国王は全体を見渡すと、再びみなに言葉を向けた。
「王妃と第一王子の無思慮な行動で、卒業パーティーを台無しにしてしまった。完全な埋め合わせにはならぬかもしれぬが、王宮にて代わりのパーティーを催すことを約束しよう。この後は領地に帰る者もいるであろうから、時期は追って知らせることとなるが……」
もちろん国王からのそのような提案に反論できる者などいるはずはない。
これから王宮の文官が日程調整をし、卒業生の領地からの旅費や宿泊費などもすべて算出して王妃とシャルルの私費からそれを捻出することになるのだが、それは別の話である。
そのパーティーはその場で解散となり、シャルルは呆然としたまま会場に取り残された。フロレルとアントワーヌだけでなく、カミュもジャックも、そしてルネも、いつの間にかその場から消えていた。
「誰もいなくなってしまったな……」
がらんとしたホールに、シャルルの独り言が虚しく響く。
「ははっ! 俺はルネに怖がられていたのか。ははっ! ははははは……」
笑い声を上げるシャルルの双眸からは、涙が溢れていた。
王妃の言葉に従って行動することで、シャルルはどれほどのものを失ったのか。
いや、そもそもどれだけのものが彼の手の中にあったのか。
何もかもが空っぽだ。
空っぽになった自分の身体を抱きしめながら、シャルルは笑い続け、涙を零し続けた。
◇◇◇◇◇
「国王陛下、あれ以上長引くようなら、どうしようかと思いましたよ?」
パーティーから数日後、王宮の応接室で国王と向かい合ったジョゼフは、薄ら笑いを浮かべながらそう言い放った。
国王と同じように黙ってこの事態を眺めていたジョゼフは、何もしない国王はある決断をしたのだろうと考えていた。
今回の断罪劇を『王妃権限』を使用して許可したのであるからには、国王はすべての責任を王妃に負わせる気なのだ。そう、王妃が『王妃権限』と言い出した時点で切り捨てたのだと。
しかし、近衛騎士がフロレルに手を出そうとした時点で、ジョゼフの堪忍袋の緒は切れるところだったのだ。国王がその後すぐに王妃を連れ出して事態を収束させたのは、ジョゼフの感情が切れるかどうかにおいては紙一重のタイミングであった。

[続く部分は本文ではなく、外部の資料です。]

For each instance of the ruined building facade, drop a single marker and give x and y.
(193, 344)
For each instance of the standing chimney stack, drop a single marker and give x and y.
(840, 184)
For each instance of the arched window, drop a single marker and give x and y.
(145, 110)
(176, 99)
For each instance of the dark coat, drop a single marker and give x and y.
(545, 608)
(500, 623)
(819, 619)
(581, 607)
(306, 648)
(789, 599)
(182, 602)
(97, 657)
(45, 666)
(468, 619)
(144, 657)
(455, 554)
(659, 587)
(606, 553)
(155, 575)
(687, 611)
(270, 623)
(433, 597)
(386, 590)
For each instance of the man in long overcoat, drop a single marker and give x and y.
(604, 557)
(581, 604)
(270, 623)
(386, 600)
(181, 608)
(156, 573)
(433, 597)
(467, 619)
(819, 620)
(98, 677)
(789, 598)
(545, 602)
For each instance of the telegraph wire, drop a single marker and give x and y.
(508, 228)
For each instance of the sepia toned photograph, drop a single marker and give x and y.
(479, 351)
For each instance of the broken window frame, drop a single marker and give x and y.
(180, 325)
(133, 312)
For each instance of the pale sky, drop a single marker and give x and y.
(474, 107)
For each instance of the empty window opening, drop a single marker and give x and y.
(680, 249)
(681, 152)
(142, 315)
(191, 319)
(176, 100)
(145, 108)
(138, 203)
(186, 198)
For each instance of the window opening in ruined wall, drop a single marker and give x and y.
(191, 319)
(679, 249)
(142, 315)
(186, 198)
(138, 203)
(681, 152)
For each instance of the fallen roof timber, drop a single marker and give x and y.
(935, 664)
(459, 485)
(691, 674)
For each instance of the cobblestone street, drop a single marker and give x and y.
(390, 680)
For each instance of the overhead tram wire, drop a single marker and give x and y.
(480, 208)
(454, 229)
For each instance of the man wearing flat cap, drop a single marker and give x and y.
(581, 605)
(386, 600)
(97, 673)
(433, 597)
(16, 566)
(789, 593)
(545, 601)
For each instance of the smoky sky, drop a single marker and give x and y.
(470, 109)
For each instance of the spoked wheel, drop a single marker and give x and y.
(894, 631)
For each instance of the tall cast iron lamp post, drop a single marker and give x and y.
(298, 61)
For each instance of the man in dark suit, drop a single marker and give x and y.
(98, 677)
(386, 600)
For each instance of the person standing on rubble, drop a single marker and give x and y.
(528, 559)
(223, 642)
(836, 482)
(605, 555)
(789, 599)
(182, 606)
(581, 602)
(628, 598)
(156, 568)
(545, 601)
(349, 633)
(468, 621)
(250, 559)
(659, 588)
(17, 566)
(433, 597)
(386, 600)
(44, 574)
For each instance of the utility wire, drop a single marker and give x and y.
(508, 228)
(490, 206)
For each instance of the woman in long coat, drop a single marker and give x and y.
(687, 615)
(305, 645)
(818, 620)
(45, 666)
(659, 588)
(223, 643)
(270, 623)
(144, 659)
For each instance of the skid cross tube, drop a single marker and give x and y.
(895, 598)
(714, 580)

「いや、わしの決断が遅いせいでフロレルを傷つけるところだったな……」
国王はその立場にある者とは思えないほど、憔悴していた。
ルネの馬車を暴漢に襲撃させた黒幕が王妃であったこと、その罪をフロレルに被せようと王妃が画策していたことは、既に騎士団が調べを終えていた。
それにより、フロレルとシャルルが婚約するという王命は白紙になったのだ。
国王の予定では、卒業式が終わった翌日にフロレルとシャルルの婚約の白紙を静かに公にし、王妃は病気療養のため東の離宮で静養するというように事態を収める予定であった。

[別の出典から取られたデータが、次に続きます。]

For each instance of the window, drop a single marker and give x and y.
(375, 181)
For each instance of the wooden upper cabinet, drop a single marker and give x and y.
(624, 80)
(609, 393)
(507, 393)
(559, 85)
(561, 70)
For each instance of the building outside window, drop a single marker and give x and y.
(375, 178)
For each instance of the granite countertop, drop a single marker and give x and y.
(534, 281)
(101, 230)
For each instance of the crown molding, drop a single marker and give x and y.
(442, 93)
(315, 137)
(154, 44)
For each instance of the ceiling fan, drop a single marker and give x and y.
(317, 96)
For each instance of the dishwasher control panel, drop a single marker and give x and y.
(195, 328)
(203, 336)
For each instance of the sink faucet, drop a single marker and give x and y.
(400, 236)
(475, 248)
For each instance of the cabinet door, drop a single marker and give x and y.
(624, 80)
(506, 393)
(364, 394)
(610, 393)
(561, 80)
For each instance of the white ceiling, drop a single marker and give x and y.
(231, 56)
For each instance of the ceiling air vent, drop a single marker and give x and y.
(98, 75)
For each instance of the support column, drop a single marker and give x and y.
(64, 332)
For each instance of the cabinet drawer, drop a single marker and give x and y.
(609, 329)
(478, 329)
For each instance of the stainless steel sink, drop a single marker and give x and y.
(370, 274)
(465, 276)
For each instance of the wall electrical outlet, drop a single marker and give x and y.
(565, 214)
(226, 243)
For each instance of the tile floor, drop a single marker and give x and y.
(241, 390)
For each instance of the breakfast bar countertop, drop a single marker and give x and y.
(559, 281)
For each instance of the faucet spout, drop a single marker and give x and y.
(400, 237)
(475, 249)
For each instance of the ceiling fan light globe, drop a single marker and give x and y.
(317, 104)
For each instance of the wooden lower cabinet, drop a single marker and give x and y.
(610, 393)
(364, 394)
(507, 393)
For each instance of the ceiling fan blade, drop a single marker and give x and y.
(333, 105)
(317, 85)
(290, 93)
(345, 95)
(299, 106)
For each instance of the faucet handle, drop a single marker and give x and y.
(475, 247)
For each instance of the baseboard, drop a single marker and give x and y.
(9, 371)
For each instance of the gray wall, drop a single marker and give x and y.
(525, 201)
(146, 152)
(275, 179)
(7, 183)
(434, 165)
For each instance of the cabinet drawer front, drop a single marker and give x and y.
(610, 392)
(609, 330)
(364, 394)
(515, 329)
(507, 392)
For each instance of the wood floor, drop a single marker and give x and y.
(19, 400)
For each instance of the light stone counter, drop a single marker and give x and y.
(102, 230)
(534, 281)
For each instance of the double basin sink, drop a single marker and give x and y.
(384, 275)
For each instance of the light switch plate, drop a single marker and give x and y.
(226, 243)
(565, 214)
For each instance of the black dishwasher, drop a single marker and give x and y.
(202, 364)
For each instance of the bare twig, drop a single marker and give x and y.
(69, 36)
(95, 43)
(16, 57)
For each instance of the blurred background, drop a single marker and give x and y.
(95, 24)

「卒業パーティーで……、人前であれほどのことをしなければ、穏やかな東の離宮で静かに過ごさせるつもりであったのだが」
「北の離宮で王妃殿下がどれだけ持ちますかな」
北の離宮は、表に出せなくなった王族を監禁するところだ。国王の気持ちを察したように返したジョゼフの言葉は、応接室に冷たく響いた。
そもそもショコラ公爵令息であるフロレルと、シャルルとの婚約を望んだ王妃が、その婚約相手を陥れようとするなどとはあり得ないことだ。
だが、王妃はいつの頃からか、フロレルのことを疎ましく思うようになっていた。その時点で、王妃の行動はおかしくなっていたようなのだ。王妃に影響されたシャルルのフロレルに対する態度もそれに伴って変わって行ったようだが、どうしてそうなったのかが国王にはわからない。
「王妃は、北の塔までの道のりに耐えられるかのう……」
国王はため息とともにその言葉を絞り出した。